Ben Amed Azize Zougmore
06 Août 2026•Mise à jour: 06 Août 2026
Le président de la Cour internationale de Justice (CIJ), Yuji Iwasawa, a fixé les délais pour le dépôt des premières pièces de la procédure écrite dans l'affaire opposant la République démocratique du Congo (RDC) au Rwanda concernant des violations alléguées des droits de l'homme sur le territoire congolais.
Dans une ordonnance datée du 4 août, la plus haute juridiction des Nations unies a fixé au 4 octobre 2027 la date limite pour le dépôt du mémoire de la RDC et au 4 décembre 2028 celle du contre-mémoire du Rwanda. La Cour a également réservé la suite de la procédure.
L'ordonnance rappelle que la RDC a saisi la CIJ le 26 juin 2026, accusant le Rwanda de violations des droits de l'homme sur le territoire congolais. La requête a été transmise à Kigali le jour même de son dépôt.
Le document indique également que le président de la Cour a réuni les représentants des deux États le 20 juillet afin de recueillir leurs observations sur le calendrier de la procédure écrite.
Lors de cette réunion, la RDC a sollicité un délai de douze mois pour déposer son mémoire, faisant valoir la complexité du dossier, qui porte sur des événements s'étendant sur trente ans et implique plusieurs instruments juridiques invoqués pour fonder la compétence de la Cour.
De son côté, le Rwanda a demandé un délai de dix-huit mois pour préparer son contre-mémoire, estimant nécessaire de disposer d'un exposé complet des arguments et des demandes de la RDC, y compris sur les faits allégués et les réparations réclamées.
L'annonce de ce nouveau calendrier intervient dans un contexte particulièrement tendu entre la RDC et le Rwanda.
En juin 1999, la RDC avait déjà saisi la Cour contre le Rwanda pour des « actes d'agression armée », avant de se désister de l'instance en janvier 2001, en se réservant expressément « la possibilité de faire valoir ultérieurement de nouveaux chefs de compétence ».
Une deuxième requête, introduite en mai 2002, s'est soldée par un arrêt du 3 février 2006 dans lequel la Cour s'est déclarée incompétente, le Rwanda ayant émis des réserves aux clauses compromissoires des conventions sur le génocide et la discrimination raciale.
La RDC, relayée par la presse internationale, affirme que le Rwanda a agi « tant par l’intermédiaire de ses propres forces armées qu’au travers de groupes armés placés sous son contrôle », y compris le groupe antigouvernemental M23, depuis sa résurgence, à la fin de 2021.

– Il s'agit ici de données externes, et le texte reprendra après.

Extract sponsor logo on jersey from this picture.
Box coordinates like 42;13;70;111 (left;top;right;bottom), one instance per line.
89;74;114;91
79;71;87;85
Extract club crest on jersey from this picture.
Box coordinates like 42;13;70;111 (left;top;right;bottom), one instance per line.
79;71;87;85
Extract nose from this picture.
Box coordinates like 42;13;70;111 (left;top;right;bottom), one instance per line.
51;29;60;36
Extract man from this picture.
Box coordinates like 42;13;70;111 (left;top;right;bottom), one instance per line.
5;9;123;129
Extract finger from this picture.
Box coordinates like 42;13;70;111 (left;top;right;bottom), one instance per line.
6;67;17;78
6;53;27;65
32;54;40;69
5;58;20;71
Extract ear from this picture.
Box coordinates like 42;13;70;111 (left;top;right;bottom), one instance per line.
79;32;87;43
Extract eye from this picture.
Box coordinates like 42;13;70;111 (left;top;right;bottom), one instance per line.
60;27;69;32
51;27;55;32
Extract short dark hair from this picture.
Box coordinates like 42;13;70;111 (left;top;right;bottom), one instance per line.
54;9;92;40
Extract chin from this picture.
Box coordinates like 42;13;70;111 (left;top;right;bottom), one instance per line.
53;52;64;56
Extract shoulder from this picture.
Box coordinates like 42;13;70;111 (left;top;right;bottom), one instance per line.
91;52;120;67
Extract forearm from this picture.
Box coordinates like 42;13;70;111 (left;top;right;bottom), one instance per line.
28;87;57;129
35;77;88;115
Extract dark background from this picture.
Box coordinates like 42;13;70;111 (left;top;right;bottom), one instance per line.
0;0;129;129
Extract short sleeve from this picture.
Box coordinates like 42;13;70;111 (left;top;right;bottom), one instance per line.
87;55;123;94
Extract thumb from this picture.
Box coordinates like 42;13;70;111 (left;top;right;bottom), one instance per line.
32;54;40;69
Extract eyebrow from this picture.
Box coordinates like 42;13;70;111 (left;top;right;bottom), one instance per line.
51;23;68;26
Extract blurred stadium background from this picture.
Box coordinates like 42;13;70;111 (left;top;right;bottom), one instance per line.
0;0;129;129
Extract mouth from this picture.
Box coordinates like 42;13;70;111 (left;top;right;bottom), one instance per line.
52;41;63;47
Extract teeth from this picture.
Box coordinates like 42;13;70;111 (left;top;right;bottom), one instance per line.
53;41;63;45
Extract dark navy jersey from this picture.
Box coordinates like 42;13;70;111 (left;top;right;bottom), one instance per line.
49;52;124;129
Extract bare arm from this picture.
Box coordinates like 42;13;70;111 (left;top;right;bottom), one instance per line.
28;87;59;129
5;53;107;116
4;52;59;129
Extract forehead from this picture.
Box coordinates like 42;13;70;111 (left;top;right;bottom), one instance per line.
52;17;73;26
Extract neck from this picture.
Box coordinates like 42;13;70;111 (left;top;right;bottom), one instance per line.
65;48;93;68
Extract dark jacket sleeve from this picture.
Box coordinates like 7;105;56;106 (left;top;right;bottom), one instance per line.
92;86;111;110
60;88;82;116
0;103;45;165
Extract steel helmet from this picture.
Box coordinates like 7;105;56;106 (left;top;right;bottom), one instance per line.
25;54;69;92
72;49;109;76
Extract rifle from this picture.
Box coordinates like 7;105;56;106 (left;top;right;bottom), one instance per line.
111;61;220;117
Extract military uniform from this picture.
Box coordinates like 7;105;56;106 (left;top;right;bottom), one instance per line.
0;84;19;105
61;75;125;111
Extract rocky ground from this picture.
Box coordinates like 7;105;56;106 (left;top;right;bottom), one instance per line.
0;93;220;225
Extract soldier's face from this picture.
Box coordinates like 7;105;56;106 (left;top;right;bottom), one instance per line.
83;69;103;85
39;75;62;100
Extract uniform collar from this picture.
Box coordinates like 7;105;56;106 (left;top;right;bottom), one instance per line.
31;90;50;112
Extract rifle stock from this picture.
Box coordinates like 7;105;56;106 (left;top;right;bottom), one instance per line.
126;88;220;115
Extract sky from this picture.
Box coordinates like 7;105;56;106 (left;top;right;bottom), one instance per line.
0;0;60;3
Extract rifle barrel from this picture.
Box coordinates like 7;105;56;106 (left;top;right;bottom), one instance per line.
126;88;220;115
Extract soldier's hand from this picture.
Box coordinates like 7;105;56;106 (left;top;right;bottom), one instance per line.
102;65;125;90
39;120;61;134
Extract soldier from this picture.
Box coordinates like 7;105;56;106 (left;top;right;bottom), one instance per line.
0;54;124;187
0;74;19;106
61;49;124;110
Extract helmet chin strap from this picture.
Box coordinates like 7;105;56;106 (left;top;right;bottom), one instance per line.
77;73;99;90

Le Rwanda rejette catégoriquement toutes les accusations de la RDC et de la communauté internationale concernant son soutien à la rébellion du M23 ou son implication dans des violations des droits de l'homme dans l'est congolais. Kigali affirme que le M23 est un mouvement interne à la RDC luttant pour sa survie, et justifie sa propre posture militaire par la nécessité vitale de se défendre contre les FDLR, « une milice génocidaire » qu'il accuse l'armée congolaise de soutenir.